Irving Penn
Irving Penn / The Bath
Sep 23 – Nov 30, 2923
Thaddaeus Ropac
Paris, France

What I remember is the purity of the relationship of these young people and an innocence so different from today’s. As I look at these pictures, how the dancers touch each other, how they embrace [ . . . ] there’s a serenity that as a photographer I’m not used to.Irving Penn, 1995

This exhibition will be dedicated to a rarely seen series of photographs by Irving Penn capturing the groundbreaking work of the American choreographer Anna Halprin. Taken in 1967, the carefully composed images are the result of Penn’s collaboration with the Dancers’ Workshop of San Francisco, which he photographed performing Halprin’s improvisational choreography The Bath. The group of fourteen photographs, which were printed for the first time in 1995, highlights Halprin’s pioneering approach to movement and reveals a more experimental side to Penn’s practice. They have not been shown together in Paris in over 25 years.

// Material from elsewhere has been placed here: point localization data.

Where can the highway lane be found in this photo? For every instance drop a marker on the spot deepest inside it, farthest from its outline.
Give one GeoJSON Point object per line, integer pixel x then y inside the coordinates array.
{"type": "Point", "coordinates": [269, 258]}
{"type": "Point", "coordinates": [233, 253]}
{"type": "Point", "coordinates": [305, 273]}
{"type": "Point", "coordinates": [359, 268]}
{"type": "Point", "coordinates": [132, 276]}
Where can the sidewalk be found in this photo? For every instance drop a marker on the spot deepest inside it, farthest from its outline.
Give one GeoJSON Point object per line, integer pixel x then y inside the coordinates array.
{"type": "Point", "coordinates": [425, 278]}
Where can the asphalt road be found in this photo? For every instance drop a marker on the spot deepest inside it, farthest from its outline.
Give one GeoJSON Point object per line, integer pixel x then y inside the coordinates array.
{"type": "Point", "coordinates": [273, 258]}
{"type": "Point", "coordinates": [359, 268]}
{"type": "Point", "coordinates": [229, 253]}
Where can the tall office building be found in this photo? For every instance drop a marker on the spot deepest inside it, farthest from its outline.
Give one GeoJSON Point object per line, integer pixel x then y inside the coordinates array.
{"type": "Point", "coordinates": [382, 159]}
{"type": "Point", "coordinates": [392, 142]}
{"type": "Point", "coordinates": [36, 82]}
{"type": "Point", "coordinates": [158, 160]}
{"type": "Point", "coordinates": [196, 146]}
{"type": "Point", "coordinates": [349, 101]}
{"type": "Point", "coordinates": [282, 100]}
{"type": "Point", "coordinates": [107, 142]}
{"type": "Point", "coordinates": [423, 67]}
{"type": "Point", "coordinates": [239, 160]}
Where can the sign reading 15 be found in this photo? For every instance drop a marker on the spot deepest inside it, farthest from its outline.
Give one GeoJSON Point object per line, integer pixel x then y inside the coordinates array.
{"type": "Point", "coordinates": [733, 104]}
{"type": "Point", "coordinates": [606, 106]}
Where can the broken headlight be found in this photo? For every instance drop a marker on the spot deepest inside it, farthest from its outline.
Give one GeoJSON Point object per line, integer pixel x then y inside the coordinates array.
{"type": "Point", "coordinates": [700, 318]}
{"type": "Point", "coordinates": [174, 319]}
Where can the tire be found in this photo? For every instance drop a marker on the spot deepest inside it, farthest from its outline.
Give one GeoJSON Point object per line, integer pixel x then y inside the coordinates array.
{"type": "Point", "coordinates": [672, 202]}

The summer of 1967 in San Francisco has become known as the ‘Summer of Love’. Young people converged on the city, drawn to its burgeoning counterculture that broke the taboos of American society, promoting community, altruism, mysticism and free love. Fascinated by the movement, Irving Penn travelled to the Bay Area the following September to document its participants with a series of group portraits to be published in Look magazine. He wanted, as he termed it, to ‘look into the faces of these new San Francisco people through a camera in a daylight studio, against a simple background, away from their own daily circumstances.’

[ . . . ]

Dance was a recurring theme throughout Penn’s career. From his photographs of the American ballet companies in 1946, to his 1999 series capturing the movements of dancer and choreographer Alexandra Beller, the artist maintained an interest in new and avant-garde forms of performance. It is undoubtedly thanks to his affinity for the art form that Penn was able to capture The Bath with such acuteness. Where Halprin found that the photographs brought out the essence of her own work, Penn remarked that they gave him a sense of ‘serenity’, which he was, in his words, ‘not used to.’ The series, therefore represents a unique confluence between modern photography and postmodern dance and constitutes a rare document of the meeting of two artistic minds.